The strands of history, science and commerce come together in Philadephia as they do in no other American city. This is where Robert McNeil salved our pain by inventing Tylenol, and where the geeks from the University of Pennsylvania set the stage for the Internet with the giant brain they called Eniac. With the opening of the $20 million Chemical Heritage museum, Philadelphia can now boast five science museums, including the Franklin Institute, the Wagner Free Institute, the Mutter Museum, and the Academy of Natural Sciences.

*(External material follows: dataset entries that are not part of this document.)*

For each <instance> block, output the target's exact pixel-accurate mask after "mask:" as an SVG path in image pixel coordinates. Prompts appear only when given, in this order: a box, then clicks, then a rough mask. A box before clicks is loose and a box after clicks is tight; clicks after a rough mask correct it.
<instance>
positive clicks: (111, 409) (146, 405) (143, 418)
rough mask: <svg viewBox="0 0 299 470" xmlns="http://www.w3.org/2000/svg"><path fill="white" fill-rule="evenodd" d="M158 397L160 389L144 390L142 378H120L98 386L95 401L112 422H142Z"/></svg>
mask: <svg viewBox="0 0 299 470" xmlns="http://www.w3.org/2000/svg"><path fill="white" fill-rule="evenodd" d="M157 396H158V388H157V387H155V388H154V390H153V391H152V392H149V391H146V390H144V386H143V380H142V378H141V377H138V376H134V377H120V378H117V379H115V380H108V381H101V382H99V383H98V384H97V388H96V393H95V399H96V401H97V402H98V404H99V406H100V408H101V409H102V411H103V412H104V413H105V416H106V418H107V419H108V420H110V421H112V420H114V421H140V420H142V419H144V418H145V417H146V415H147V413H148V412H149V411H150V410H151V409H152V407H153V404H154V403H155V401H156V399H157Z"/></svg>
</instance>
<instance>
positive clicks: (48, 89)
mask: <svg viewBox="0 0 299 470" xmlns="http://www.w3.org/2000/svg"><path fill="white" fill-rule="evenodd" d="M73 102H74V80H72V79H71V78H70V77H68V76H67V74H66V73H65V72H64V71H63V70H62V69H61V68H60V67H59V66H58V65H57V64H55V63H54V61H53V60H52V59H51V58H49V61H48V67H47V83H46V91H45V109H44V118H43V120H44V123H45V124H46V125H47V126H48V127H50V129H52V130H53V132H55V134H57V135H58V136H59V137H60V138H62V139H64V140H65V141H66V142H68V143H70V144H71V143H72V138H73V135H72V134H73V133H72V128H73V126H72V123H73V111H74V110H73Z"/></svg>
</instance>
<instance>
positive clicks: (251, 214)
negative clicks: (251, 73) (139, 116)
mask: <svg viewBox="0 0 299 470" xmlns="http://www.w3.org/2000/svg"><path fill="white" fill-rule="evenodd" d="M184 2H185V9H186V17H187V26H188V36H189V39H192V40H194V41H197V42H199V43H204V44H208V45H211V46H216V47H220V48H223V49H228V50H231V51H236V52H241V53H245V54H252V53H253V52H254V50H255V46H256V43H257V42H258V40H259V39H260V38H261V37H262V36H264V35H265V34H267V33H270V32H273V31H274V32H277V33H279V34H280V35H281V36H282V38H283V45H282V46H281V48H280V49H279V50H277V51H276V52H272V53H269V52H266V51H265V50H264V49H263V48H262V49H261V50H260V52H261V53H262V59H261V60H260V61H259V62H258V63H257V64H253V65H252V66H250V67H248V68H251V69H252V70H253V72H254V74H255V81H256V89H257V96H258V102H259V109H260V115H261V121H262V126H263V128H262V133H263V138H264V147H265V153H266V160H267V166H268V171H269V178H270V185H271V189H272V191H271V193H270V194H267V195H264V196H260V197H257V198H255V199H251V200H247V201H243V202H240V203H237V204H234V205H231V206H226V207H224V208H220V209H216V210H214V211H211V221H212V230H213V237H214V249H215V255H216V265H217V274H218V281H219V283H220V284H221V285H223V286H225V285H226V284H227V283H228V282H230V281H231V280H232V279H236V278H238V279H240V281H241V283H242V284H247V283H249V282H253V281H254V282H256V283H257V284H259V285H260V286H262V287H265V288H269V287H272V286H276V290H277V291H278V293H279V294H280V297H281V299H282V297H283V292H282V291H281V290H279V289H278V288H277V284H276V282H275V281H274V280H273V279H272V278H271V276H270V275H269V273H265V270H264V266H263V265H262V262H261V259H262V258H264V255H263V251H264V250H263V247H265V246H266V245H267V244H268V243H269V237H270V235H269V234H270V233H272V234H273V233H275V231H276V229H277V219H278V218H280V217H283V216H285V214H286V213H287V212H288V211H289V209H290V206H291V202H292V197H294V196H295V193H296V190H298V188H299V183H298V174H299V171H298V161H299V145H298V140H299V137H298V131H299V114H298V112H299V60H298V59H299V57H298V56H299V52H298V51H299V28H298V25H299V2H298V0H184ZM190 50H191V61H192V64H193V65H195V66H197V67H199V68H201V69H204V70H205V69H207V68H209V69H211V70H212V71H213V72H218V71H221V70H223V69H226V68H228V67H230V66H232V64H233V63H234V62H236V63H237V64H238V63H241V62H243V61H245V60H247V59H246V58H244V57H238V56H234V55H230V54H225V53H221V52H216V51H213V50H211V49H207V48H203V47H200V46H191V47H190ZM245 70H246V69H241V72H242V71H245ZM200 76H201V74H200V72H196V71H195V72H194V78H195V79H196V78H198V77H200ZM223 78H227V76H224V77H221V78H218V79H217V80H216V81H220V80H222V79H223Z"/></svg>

Philadelphia's chemistry connection isn't new. It began with Benjamin Rush, the colonial-era polymath who was America's first chemistry professor. The city never stopped being an important research center. Yet at some point, chemists began to feel their field was losing the public's respect - no doubt as a result of the toxic effects of some of their creations.
The Chemical Heritage Foundation openly admits that the new museum is an attempt to remind people of chemistry's contributions to mankind. This public-relations subtext may explain why the exhibits, designed by the now-ubiquitous Ralph Appelbaum Associates, sometimes feel a bit disconnected from reality.
Still, it's fitting that the science museum should occupy the carapace of a departed financial institution, located in the city's historic heart, around the corner from where Ben Franklin lived and conducted many of his scientific experiments.
It has not been an easy journey for First National. Designed in 1865 by architect John McArthur Jr., who subsequently devoted three decades to willing Philadelphia's behemoth City Hall into existence, the bank was an anchor of what was America's original Wall Street.